Introduction of PSI-Mouse


Pseudouridine (Ψ) is the first discovered and the most abundant RNA modification that has been widely study in the past decades. Ψ is very important to various kinds of RNA, such as rRNA, tRNA and mRNA. To identify potential Ψ sites in RNA sequence, the laborious and high cost experimental approaches have some limitations, such as its limited coverage. Alternatively, the computational methods for Ψ site prediction provide a more cost-effective avenue. Only two sequence-based models was available in the field of mouse Ψ site prediction, and therefore, it is highly desirable to propose a high-accuracy model using additional genomic features. In our study, a high-accuracy prediction framework PSI-Mouse was established for Ψ site prediction in mouse transcriptome. Beside the conventional sequence-derived features, PSI-Mouse firstly introduced 38 additional genomic features to the prediction model, and achieved satisfactory improvement in the prediction accuracy. Furthermore, PSI-Mouse also provides gene annotations and various post-transcriptional analysis, and 3282 experiment-validated mouse Ψ sites were included with query function, which serves as a useful tool to explore the underlying regulatory mechanisms of computationally predicted Ψ sites.

Ψ-WHISTLE takes two kind of formats as input file.

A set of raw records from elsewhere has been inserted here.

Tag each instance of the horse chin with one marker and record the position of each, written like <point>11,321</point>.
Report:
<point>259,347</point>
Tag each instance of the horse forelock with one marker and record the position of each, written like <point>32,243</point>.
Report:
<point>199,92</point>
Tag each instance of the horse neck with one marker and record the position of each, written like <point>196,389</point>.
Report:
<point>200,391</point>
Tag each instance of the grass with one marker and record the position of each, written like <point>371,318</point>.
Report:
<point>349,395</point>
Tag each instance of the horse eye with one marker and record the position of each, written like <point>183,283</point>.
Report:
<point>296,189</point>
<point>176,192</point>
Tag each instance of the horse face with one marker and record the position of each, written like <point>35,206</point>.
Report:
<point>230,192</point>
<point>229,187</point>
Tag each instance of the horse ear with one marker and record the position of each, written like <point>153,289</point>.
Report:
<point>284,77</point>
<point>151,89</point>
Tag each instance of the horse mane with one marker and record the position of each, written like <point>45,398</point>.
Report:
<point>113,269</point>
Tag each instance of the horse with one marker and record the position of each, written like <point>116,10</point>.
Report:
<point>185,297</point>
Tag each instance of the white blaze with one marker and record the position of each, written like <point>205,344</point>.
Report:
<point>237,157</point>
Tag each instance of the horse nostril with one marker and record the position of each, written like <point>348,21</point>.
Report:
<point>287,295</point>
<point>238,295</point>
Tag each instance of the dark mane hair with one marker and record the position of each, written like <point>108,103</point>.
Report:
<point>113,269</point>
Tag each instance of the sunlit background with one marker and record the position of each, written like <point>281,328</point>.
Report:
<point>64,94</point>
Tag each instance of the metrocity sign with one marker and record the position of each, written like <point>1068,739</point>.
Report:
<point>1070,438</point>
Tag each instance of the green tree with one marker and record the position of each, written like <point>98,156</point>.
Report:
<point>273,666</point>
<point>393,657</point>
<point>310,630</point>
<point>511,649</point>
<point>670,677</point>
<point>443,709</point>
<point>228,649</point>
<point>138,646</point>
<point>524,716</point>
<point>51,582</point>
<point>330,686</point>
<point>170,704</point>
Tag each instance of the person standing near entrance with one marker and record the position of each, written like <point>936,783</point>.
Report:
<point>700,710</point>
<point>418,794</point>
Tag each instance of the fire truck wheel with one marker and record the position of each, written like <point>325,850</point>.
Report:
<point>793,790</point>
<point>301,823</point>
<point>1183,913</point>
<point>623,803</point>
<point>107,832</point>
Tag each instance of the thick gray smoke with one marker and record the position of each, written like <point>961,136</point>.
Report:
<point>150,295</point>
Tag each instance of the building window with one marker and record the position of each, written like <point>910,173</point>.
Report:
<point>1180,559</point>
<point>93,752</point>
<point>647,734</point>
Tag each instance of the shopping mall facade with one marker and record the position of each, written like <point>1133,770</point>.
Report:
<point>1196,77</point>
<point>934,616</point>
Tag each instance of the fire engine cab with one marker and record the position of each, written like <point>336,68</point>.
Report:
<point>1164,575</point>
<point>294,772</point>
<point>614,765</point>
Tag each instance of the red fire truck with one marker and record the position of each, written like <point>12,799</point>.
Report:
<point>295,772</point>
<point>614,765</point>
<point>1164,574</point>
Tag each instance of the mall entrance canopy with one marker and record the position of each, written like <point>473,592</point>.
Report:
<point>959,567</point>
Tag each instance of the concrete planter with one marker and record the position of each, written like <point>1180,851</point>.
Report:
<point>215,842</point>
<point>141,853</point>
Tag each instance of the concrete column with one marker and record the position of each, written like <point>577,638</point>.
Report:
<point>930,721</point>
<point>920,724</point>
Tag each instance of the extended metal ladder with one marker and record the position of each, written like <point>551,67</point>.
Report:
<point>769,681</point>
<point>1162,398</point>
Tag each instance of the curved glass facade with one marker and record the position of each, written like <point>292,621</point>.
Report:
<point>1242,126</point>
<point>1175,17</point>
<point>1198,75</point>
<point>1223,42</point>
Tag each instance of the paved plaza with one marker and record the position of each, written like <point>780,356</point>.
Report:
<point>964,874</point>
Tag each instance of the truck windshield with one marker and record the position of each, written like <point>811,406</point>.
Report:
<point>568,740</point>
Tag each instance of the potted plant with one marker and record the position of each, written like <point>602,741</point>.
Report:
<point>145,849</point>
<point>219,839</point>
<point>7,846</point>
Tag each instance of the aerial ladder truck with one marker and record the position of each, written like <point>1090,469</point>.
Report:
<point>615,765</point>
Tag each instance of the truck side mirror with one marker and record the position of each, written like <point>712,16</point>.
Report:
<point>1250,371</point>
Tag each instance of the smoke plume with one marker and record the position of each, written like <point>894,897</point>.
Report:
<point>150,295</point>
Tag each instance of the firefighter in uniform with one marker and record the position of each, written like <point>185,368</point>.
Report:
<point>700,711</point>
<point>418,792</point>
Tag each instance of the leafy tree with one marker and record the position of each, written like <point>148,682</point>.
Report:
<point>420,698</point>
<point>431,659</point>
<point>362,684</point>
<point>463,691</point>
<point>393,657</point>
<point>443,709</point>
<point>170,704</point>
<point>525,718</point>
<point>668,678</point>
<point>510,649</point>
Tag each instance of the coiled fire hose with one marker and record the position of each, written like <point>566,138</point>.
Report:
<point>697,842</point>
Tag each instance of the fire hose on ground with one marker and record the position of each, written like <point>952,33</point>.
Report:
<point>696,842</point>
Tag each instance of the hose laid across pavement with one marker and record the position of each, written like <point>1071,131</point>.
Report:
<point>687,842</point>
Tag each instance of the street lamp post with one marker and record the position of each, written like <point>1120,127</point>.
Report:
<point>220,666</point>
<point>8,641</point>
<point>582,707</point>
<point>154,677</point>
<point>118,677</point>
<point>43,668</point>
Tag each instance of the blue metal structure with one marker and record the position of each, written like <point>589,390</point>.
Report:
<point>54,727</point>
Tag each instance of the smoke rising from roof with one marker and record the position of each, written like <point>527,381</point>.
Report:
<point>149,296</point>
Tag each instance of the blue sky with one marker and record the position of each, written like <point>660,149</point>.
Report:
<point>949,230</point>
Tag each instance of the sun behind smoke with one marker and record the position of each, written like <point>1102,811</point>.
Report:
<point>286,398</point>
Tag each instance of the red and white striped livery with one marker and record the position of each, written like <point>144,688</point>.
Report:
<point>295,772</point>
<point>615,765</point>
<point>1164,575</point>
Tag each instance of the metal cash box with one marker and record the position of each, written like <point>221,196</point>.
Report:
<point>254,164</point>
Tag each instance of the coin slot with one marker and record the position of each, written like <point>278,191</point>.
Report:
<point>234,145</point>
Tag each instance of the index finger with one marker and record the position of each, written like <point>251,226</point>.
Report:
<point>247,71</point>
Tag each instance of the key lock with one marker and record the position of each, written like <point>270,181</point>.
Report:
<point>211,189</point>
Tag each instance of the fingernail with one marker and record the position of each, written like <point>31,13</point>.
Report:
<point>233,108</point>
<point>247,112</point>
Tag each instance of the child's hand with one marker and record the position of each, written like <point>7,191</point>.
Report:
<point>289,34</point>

(1): The tab-delimited txt format, which contains genomic position information (genome assembly: mm10) with four columns: chromosome, start position, end position, and strand.

Example:
  • 13 12451426 12451626 -
  • 17 25753789 25754789 -
  • 16 86430925 86430925 +
  • 1 6248095 6248095 +

(2): The standard FASTA format.

Example:
  • >test1
    AUGGGGGUGGAACUCAUGAUGGAAUUGGAGCCUUUACAAGGGAAUGAAGA GACAAGAGCUCUCUUUAUGCCACGUGAGGAUACAGCAAGGCCCCAAUCUG CAAGCCAGGAAGAGUCGUCACGAGAACCAGACCAUGCAGGAACUCUGAUC
    GUGGA
  • >test2
    UACUAAUUUUCAAAGGCGGGGUUCUGCCAGGCAUAGUCUUUUUUUCUGGC GGCCCUUGUGUAAACCUGUCUUUCAGACCUUGUUGGACAUCCCGUACAAU CAAGAUGUUCCUGUAUGUUGUUUGCAGUCUGGCGGUUUGCUUUCGAGGAC
    UAUUUAUU

(3): Users can either use the example file we provided or upload their own file.



(1): Chose the feature and annotation types to start the analysis.

* The email address is strongly recommended, as the analysis may take some times and users can get notification email when their job is finished.


(2): When users submit their job, a unique job ID will be created. Users can wait in this page for their job to be finished, or use the job ID to retrieve their job.


When users leave the job page or lose the page on accident, the job ID can be used to retrieve their job.



For users upload genomic position information using both genomic and sequence-derived features.

(1): For users upload genomic position information using both genomic and sequence-derived features, an overall summary table is provided. Users can view the basic information of each putative Ψ sites with various annotations, such as gene symbol, likelihood ratio (LR), confidence level, and the number of related post-transcriptional analysis.


(2): By clicking the Ψ_ID, users can view the detail information of each putative Ψ site.


(3): The statistic table and diagram are provided for users to view their results clearly.


For users upload sequence information using sequence-derived features.

(1): Firstly, a map of all putative Ψ sites in given sequence is provided, users can know the position of each Ψ modification clearly. The detail information of each computational predicted Ψ site are then listed, with 41 bp sequence, sample name, likelihood ratio, and confidence level.